What do you call numbers which can only be written as a fraction? Strictly rational numbers?
>>8449103
Fractions can be written as decimals so I guess you mean the empty set.
[math]\mathbb{Q} \setminus \mathbb{Z}[/math]?
>>8449103
Rational numbers.
That's the word.
>>8449103
Not a valid set definition
Non-integer rationals.
Fractions
>>8449118
products of a bunch of different p-power roots of unity.

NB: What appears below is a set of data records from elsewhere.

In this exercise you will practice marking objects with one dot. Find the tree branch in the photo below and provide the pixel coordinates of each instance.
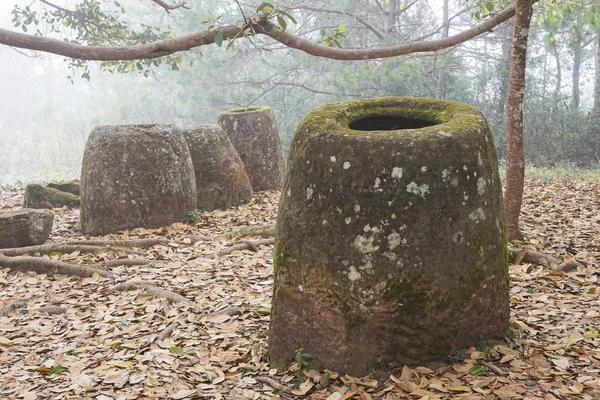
(173, 45)
(319, 50)
(168, 7)
(380, 34)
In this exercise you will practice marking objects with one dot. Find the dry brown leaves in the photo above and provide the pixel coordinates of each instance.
(128, 345)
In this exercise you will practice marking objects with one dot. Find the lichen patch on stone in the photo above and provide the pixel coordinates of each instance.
(365, 244)
(477, 215)
(309, 193)
(416, 189)
(353, 274)
(394, 240)
(481, 186)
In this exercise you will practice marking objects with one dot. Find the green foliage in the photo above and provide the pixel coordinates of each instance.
(303, 360)
(96, 23)
(194, 216)
(333, 40)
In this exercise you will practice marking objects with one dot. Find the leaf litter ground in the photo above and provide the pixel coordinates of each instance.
(130, 345)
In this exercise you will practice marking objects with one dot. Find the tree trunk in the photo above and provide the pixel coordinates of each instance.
(515, 163)
(576, 72)
(25, 227)
(504, 67)
(558, 73)
(596, 108)
(441, 84)
(389, 21)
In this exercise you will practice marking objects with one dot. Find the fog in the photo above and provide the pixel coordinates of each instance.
(45, 116)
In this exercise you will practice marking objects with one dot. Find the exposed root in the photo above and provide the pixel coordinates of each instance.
(538, 258)
(151, 290)
(13, 305)
(125, 262)
(262, 231)
(273, 383)
(65, 249)
(198, 238)
(166, 333)
(245, 245)
(50, 267)
(50, 310)
(227, 311)
(141, 243)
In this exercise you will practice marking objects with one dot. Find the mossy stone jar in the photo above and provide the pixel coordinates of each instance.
(221, 178)
(135, 176)
(391, 244)
(253, 132)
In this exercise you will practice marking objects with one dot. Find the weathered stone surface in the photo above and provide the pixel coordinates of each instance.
(135, 176)
(390, 242)
(221, 178)
(25, 227)
(37, 196)
(253, 132)
(69, 187)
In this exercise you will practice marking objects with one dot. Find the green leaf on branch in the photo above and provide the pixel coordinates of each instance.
(219, 39)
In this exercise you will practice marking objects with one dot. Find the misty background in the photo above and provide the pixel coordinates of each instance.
(45, 116)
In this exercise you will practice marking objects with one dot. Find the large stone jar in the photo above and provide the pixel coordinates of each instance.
(253, 132)
(390, 239)
(221, 178)
(135, 176)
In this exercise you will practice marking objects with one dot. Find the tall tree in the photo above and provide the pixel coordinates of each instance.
(441, 82)
(515, 161)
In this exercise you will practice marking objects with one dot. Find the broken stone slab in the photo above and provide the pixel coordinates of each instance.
(25, 227)
(37, 196)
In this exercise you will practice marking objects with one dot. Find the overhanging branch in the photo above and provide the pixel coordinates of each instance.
(168, 7)
(183, 43)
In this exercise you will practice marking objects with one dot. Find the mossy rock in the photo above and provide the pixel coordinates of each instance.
(221, 178)
(37, 196)
(135, 176)
(253, 132)
(390, 236)
(25, 227)
(73, 186)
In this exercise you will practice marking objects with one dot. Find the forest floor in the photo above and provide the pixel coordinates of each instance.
(97, 343)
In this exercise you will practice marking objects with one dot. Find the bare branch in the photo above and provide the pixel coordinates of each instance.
(380, 34)
(319, 50)
(168, 7)
(57, 7)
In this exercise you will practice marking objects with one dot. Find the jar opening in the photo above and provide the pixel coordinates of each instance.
(388, 123)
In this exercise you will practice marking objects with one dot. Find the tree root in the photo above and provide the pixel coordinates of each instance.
(50, 310)
(262, 231)
(245, 245)
(50, 267)
(141, 243)
(125, 262)
(538, 258)
(66, 248)
(151, 290)
(12, 305)
(166, 333)
(273, 383)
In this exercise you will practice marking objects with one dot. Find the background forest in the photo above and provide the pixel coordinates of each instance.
(47, 109)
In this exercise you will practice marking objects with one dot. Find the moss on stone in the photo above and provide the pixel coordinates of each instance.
(389, 235)
(221, 178)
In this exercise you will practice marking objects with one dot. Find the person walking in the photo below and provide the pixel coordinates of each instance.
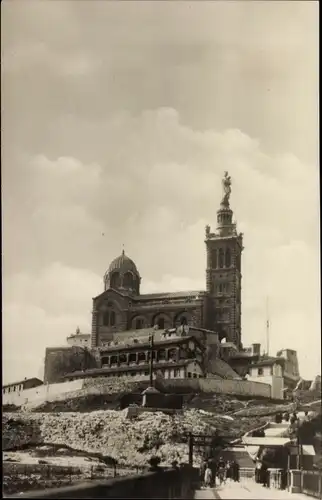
(208, 477)
(235, 468)
(202, 471)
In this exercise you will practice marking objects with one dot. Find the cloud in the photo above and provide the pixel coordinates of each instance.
(154, 189)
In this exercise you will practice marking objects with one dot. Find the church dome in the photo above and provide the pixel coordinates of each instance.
(123, 275)
(123, 264)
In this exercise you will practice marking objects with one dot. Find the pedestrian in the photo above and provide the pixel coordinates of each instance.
(202, 471)
(258, 467)
(264, 475)
(236, 471)
(221, 470)
(208, 477)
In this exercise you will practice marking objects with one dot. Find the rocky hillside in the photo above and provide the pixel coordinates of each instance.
(134, 441)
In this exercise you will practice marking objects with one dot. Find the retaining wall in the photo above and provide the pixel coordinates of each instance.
(163, 484)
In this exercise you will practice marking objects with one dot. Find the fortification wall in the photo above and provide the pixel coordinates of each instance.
(236, 387)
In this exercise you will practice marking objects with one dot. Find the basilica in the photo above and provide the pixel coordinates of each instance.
(122, 308)
(195, 332)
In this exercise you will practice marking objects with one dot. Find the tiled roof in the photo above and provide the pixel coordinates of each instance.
(266, 441)
(268, 362)
(126, 368)
(170, 295)
(146, 344)
(73, 335)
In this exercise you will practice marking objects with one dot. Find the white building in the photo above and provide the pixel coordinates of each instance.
(269, 371)
(79, 339)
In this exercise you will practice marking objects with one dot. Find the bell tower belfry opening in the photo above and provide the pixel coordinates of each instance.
(223, 273)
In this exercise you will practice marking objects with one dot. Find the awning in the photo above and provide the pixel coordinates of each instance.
(307, 449)
(266, 441)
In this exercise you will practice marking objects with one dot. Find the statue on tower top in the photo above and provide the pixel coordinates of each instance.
(226, 183)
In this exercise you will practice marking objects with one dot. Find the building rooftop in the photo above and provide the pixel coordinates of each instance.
(266, 441)
(145, 343)
(34, 379)
(268, 362)
(127, 368)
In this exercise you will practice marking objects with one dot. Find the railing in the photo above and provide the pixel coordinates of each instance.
(305, 481)
(246, 473)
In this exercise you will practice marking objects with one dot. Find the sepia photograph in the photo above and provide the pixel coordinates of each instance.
(161, 303)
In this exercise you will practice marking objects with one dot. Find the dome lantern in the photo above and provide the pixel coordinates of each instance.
(123, 275)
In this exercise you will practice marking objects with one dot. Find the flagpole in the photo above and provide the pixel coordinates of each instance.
(267, 327)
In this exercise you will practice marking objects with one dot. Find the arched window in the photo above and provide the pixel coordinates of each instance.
(109, 318)
(214, 260)
(228, 258)
(115, 280)
(161, 355)
(221, 258)
(106, 318)
(139, 323)
(161, 323)
(128, 280)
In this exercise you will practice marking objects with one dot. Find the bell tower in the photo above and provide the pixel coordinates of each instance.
(223, 273)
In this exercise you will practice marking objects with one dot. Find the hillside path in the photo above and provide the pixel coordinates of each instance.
(247, 490)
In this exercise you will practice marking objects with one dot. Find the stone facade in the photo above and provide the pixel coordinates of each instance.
(122, 308)
(174, 356)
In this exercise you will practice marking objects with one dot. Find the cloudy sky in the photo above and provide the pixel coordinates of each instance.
(121, 118)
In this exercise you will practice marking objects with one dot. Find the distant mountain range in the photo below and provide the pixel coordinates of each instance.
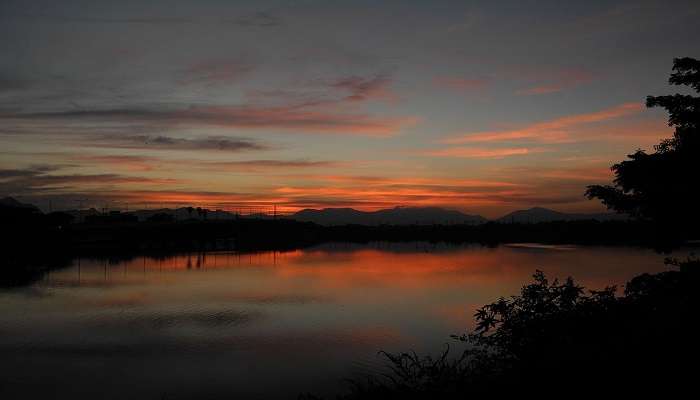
(539, 214)
(9, 202)
(347, 216)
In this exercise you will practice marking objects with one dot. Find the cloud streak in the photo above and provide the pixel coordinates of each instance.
(557, 130)
(292, 118)
(481, 152)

But I think he means [latex]\mathblackboard{Q}-\mathblackboard{Z}[\latex]
>>8449848
[math]\mathbb{Q} - \mathbb{Z}[/math]
>>8449111
>Fractions can be written as decimals
L0Lno fgt pls
write [math] \frac{1}{17}[/math] as a decimal number
>>8450898
0.(0588235294117647)
fuck your period 16 repeating decimals
>>8450898
fite me
>>8449103
First of all, these numbers don't make any sense except if you restrict yourself to a base. 1/3 can be written with finite digits in base 12 for example.
Now in base 10, the numbers which are rationals and can be written without fractions, that is with finite digits, are simply written as n/ 10^m with (m,n) being integers.. So you take the set of these numbers and remove it from Q.